In this case, the test statistic z is -0.80, which is greater than -1.28. Therefore, we fail to reject the null hypothesis.
Step 6: State the conclusion:
- Based on the sample data and the test, there is not enough evidence to support the claim that less than 70% of workers at ABSA are satisfied with their new medical scheme at a 10% significance level.
To test the claim that less than 70% of the workers at ABSA are satisfied with their new medical scheme, we can use a hypothesis test.
Step 1: State the null and alternative hypotheses.
Null hypothesis (H0): p = 0.70 (70% of workers at ABSA are satisfied with their new medical scheme)
Alternative hypothesis (H1): p < 0.70 (less than 70% of workers at ABSA are satisfied with their new medical scheme)
Step 2: Set the significance level (α).
The significance level (α) is given as 10%, which means there is a 10% chance of rejecting the null hypothesis when it is actually true. For this test, α = 0.10.
Step 3: Calculate the test statistic.
To test the claim, we need to calculate the test statistic, which in this case is the z-score.

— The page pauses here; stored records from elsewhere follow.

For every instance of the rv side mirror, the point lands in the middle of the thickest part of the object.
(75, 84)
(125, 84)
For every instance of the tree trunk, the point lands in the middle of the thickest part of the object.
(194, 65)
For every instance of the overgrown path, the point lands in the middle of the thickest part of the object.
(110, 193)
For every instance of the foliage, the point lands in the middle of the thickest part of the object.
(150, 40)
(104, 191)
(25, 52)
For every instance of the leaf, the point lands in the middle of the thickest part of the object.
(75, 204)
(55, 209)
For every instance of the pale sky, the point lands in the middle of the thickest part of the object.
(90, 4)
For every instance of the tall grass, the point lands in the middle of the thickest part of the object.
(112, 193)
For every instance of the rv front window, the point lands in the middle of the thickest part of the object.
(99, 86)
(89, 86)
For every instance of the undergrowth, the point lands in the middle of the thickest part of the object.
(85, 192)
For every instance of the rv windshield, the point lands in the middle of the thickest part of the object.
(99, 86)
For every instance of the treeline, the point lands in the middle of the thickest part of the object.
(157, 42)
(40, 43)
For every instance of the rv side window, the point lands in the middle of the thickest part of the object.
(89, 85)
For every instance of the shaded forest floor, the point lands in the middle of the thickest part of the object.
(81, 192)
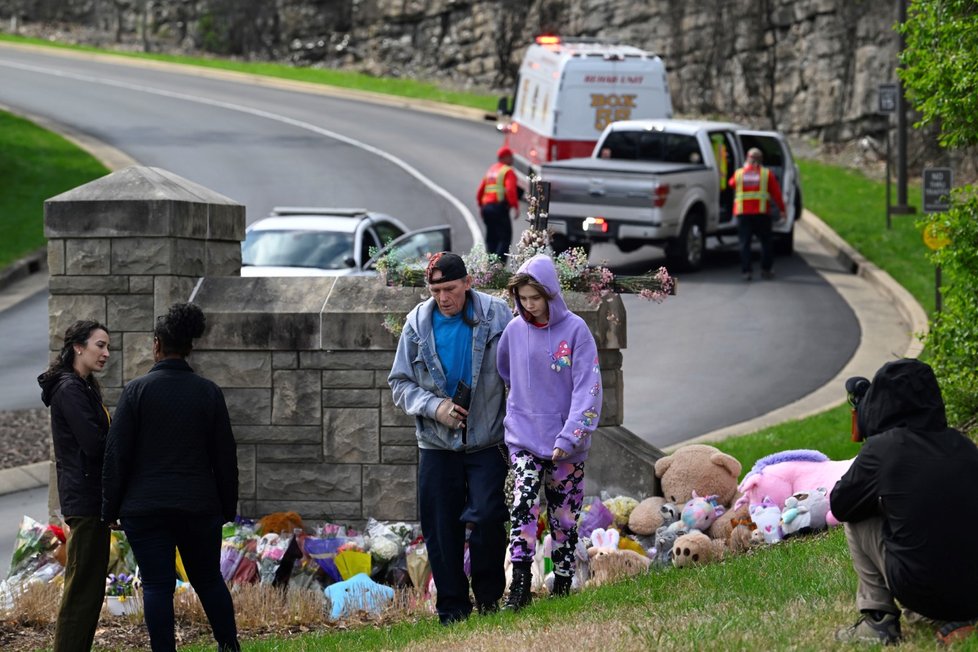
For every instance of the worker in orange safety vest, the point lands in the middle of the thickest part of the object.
(499, 202)
(755, 187)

The formula for calculating the z-score for a proportion is:
z = (p - P) / sqrt((P(1 - P))/n)
where p is the sample proportion, P is the population proportion, and n is the sample size.
In this case, p = 100/150 = 0.6667 (66.67%), P = 0.70, and n = 150. Plugging these values into the formula, we get:
z = (0.6667 - 0.70) / sqrt((0.70(1 - 0.70))/150)
Calculating this gives us the test statistic z.
Step 4: Calculate the critical value.
Since the alternative hypothesis is one-tailed (less than), we need to find the critical value corresponding to the given significance level and test type. To find this critical value, we can use a standard normal distribution table or a calculator. For a 10% significance level, the critical value is -1.28 (approximately).
Step 5: Compare the test statistic with the critical value.
If the test statistic falls in the rejection region (i.e., less than the critical value), we can reject the null hypothesis.
If the test statistic is greater than the critical value, we fail to reject the null hypothesis.
Step 6: Make a decision.
If the test statistic is less than -1.28, we reject the null hypothesis. Otherwise, we fail to reject the null hypothesis.
I hope this helps! Let me know if you have any other questions.